Tout roule, tout est lisse, à portée de main puisque tout a déjà été pensé ou fait ; il suffit juste, pour y croire, d’occulter ce qui dérange.

Et j’ai compris pourquoi sa détermination sans troubles depuis tout ce temps, sa ténacité : il s’agit juste de se retirer de ce qui nous emmerde, et reprendre le cours des choses là où tout a commencé à se déglinguer. Et j’ai compris pourquoi ceux qui y adhèrent le font, non pas par enthousiasme, mais avec foi.

Il y a parmi eux tous ceux qui s’accrochent aux détails, on va dire administratifs, le côté concret des choses possibles, et ceux qui s’envoûtent dans le désir du retour au giron. Et je comprends que cela soit tentant. Tentant de mêler la paperasserie pragmatique à la nostalgie enfantine d’un retour au bon au beau au juste, comme on donne caution rationnelle au plus fou des rêves.

Seulement voilà, s’il est impossible de changer l’UE, construction humaine dont nous sommes, Français, responsables, il est encore plus impossible de gommer la décadence, la corruption des tenants du pouvoir, l’hybris de la mondialisation, la déglingue des individus voués à l’errance, l’insanité physique et mentale de millions d’être humains.

De l’homme Asselineau émane toute cette impossibilité, par sa façon de couper tout contact avec ses concurrents, non pas qu’il l’affirme puisqu‘il désire débattre, mais qu’il est juste impossible, sauf à jouer le jeu des débats obligatoires, que quiconque veuille débattre avec quelqu’un qui ne se place pas au même niveau.

Monsieur Asselineau est concret, c’est comme ça qu’il se décrit mais être concret par les temps qui courent oblige à un rétrécissement du champ visuel. Je sais que certains viendront avec moult preuves que j’ai tort, seulement, moi aussi j’ai écouté beaucoup de conférences et entrevues et exposés et je doute que l’un d’entre eux, que j’aurais loupé, soit justement celui qui me démentirait.

Ceci dit, j’ai eu envie de ce petit exposé, juste parce que je suis humaine, curieuse, sans a priori et sans haines.

Pour résumer un sentiment difficilement exprimable tant il touche à tout, de soi, du monde, je comprends ceux qui disent que l’on a « rien à lui reprocher », qu’il analyse le passé à partir des études faites par les uns ou les autres sur ce même passé, ou qu’il propose des politiques qui s’inscriraient dans ce passé, et, je le répète, qui conviennent à beaucoup d’entre nous ; j’ai le sentiment d’une infinie tristesse, comme si le chaos, ce néant devant nous ne pouvait se résorber que par une régression qui oblitère le réel. D’autant plus, d’autant plus qu’il se donne comme atouts le réalisme sans fantaisie de la loi, le retour à un regretté passé où nous savions encore qui nous sommes.

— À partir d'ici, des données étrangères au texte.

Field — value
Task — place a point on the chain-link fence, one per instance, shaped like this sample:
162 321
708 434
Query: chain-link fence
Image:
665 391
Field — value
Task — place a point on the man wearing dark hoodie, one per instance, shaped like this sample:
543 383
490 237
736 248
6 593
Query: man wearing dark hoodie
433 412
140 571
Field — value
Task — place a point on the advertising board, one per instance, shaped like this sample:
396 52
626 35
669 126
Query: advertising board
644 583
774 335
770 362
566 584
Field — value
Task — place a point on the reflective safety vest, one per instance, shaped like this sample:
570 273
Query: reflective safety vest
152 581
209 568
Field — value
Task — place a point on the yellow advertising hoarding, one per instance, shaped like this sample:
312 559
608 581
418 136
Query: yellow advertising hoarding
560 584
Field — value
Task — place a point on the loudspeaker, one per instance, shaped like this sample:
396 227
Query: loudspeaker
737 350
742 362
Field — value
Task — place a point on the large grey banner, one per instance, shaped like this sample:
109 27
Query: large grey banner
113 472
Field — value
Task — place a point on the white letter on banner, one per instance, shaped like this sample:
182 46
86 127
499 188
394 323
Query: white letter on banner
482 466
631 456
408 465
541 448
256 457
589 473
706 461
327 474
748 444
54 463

Oui, c’est lui qui a peur, et je ressens la même peur, devant le monde que nous avons créé par négligence, et sa réponse est de l’occulter. Aussi, dans ce cercle étroit où il a placé sa politique, est-il sans aspérités ni doutes ni faiblesses.

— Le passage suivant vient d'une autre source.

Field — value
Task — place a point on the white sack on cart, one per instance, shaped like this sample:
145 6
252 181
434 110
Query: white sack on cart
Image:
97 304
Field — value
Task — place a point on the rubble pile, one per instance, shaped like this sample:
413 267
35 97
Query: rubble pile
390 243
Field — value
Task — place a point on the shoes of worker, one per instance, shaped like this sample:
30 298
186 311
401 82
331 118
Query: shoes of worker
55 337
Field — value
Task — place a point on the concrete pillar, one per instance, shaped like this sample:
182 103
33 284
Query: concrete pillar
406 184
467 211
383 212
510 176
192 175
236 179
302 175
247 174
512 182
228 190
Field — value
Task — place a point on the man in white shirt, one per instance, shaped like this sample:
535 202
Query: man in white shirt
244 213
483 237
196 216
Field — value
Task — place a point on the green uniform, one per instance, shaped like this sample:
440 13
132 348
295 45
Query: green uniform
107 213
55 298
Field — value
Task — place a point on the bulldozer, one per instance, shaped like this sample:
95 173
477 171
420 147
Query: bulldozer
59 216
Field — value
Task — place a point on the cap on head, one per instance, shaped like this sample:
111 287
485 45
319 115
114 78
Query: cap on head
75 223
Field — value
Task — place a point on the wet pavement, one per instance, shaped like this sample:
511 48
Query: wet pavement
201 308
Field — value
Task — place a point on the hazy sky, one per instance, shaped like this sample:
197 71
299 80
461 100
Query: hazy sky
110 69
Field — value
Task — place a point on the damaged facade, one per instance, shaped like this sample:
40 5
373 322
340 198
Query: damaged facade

Nous ne sommes jamais si persuasifs que lorsque notre vérité est contrainte. Et là où je m’en sens proche, est dans le fait que l’inconnu infini dépasse nos facultés, qu’il nous faut rétrécir le champ pour pouvoir labourer, et qu'un retour au connu nous rassurerait ; et là où je m’en sens lointaine, est dans le fait que je ne pourrais pas faire semblant d’y croire. Je sais que les choses me débordent, je l’admets, et l’artifice de quelque ordre soit-il ne peut m’enrôler.